Wednesday, September 29, 2010

Is the new way the old way?

This week let's think back to the good old days....the days when TV news shooters carried film cameras, mags of film, and separate audio recorders. 

Probably no one alive then wants to recall those days warmly.  But after having several conversations lately with people about "the new revolution" in video, I am transported back to those olden days of yore. 

Nearly every young producer or hotshot shooter today is haranguing me about shooting video with a still camera like the Canon 7D or the Mark Series.  Now, I will grant you, the large imager and beautiful Canon glass makes some very pretty pictures.  Just take a look at this clip, forwarded to me by another friend who is pushing me to adopt the "new" way of shooting:

Stunning depth of field...beautiful latitude, beautiful sensitivity.   You will get no argument from me that this device produces some truly impressive images. 

But please, stop telling me this is a "new" way to shoot.  It's not.  It's reverting back to 1967, when I was busy playing in my playpen, but when most shooters lived with film mags and audio recorders.

This "new" way of shooting requires several compromises.  The first compromise is shooting a highly compressed HD file to a compact flash card.  Depending on the compression you choose and the size of your card, you might only get about 15 to 20 minutes on a single CF card.

Sound like a mag of film to anyone?

The second compromise is the audio recording.  Although you can record audio on some of these devices, it is generally mono using a mini-pin connector.  So most pros use an outboard sound recorder like a Zoom or similar device. 

Sound like using an old Nagra?

And most pros recommend using prime lenses, so the ability to shoot on the fly in a variety of situations is compromised. 

Sound like an old turret lens to anyone?

Now, don't get me wrong.  I am not sitting around saying this new technology is a bad thing.  In fact, I absolutely love the images I've seen from these cameras.  But between the issues above, and many more (like the rolling shutter problem because of the CMOS chips used in these cameras), I just don't feel like it's the right moment to make a switch.

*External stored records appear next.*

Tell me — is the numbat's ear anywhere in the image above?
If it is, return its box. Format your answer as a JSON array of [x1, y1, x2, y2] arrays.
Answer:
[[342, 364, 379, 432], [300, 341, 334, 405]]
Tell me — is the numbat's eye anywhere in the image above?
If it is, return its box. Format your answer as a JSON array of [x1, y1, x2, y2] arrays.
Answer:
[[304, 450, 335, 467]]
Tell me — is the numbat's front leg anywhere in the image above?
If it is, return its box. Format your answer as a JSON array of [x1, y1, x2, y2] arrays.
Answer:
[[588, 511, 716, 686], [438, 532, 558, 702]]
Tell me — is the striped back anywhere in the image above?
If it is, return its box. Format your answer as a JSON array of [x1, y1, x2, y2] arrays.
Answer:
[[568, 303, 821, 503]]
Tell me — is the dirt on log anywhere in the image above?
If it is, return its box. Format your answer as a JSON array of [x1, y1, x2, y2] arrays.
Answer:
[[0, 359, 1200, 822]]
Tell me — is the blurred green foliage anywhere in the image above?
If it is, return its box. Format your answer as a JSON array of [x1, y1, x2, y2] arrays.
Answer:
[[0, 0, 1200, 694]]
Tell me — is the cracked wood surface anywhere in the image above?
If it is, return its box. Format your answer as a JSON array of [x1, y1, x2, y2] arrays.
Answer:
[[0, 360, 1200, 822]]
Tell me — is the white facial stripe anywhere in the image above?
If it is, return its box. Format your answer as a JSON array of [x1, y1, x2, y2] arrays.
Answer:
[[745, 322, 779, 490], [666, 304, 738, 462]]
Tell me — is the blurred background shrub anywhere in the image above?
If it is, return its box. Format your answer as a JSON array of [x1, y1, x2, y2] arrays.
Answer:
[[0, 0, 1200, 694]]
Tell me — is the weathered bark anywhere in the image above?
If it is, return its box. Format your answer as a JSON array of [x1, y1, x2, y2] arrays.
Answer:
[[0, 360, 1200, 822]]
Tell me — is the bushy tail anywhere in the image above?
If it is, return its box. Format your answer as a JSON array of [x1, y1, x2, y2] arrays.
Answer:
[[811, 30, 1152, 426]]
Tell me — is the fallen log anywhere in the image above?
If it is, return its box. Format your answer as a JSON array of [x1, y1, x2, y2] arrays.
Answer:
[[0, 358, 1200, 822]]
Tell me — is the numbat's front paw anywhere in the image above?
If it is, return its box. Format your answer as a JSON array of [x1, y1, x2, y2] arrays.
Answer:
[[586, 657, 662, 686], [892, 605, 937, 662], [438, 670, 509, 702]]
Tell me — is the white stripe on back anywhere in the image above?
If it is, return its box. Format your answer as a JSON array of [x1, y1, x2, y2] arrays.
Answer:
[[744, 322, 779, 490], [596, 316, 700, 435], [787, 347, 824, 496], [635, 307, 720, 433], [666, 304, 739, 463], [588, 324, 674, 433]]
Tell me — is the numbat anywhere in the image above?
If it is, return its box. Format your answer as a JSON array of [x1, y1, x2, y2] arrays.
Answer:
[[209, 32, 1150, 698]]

But there is no doubt in my mind that the moment is coming. Soon.

But until then, don't tell me about this being a "new" way to work.  In fact, this is just about as desirable a way to work today as it would be for me to dig out my old plumbicon tube camera and portapack recorder.  Call me when the large imager is in the right form factor.

Wednesday, September 8, 2010

I'm Alive, Tape is Dead.

It's been some time since we have posted here on The Media Doctor site...but we're back now with a vengance.  Let's talk about the Death of Tape.

For years now, I have been eagerly awaiting the death of video tape.  I have been so excited about solid state technology that I often tell classes at the University of Akron that I will have a party when the last piece of video tape rolls off the press.  Call it a tape-based funeral!  Free head cleaner for all!

But after nearly a year of working with solid state media, my opinion has changed.  Fact is:  tape is good.

What caused my change of heart?

Well, back in the ancient days of video tape, I would go out and shoot.  Then I'd capture the video into my trusty Mac Book Pro.  Then I'd edit.   Then I'd spit the edited version back out to tape.  My original tapes would sit on a shelf for years.  All was well.

Today I am shooting mostly on Panasonic's P2 format.  Cards are still ridicuolusly expensive, at several hundred dollars each, for maybe an hour or four's worth of space.  Total cost of several hours of DVCPro tape?  Maybe $60.

But that isn't the real problem.  No indeed.  The real problem is this:  once I copy all my P2 media to a hard drive, I need to re-use the P2 cards again almost immediately.  So I wipe them clean and start the next shoot.

And my investment in shooting the previous material is left to the whims of my hard drives.  And anyone who has used hard drives for years will tell you that as storage space has climbed and prices have plummeted, the trade off has been shortened drive longevity and stability.

So, this past spring, while shooting on location in Trinidad & Tobago, I came back to the hotel room each night and moved data onto several hard drives, making multiple copies.  Flash forward to a couple of months later and the drives wake up one morning all confused...."This hard drive must be formatted" says my Mac Book Pro.

WHAT!?!?!?!?!   $15,000 in travel expenses down the drain?  In a panic, I call the manufacturer, who tells me to buy a piece of software to rebuild my drive's file allocation tables.  If successful, I MAY get my data back.   

I do.  I make a total of SEVEN complete backups of the data on five different drives in three different physical locations.

And today I yearn for the days when those original tapes would be sitting safely on a shelf somewhere, ready to spring to life again for anyone with a working deck.   I hope we can avoid that tape funeral for a long time, even if I am living in the world of the hard drive.  It was a simpler time.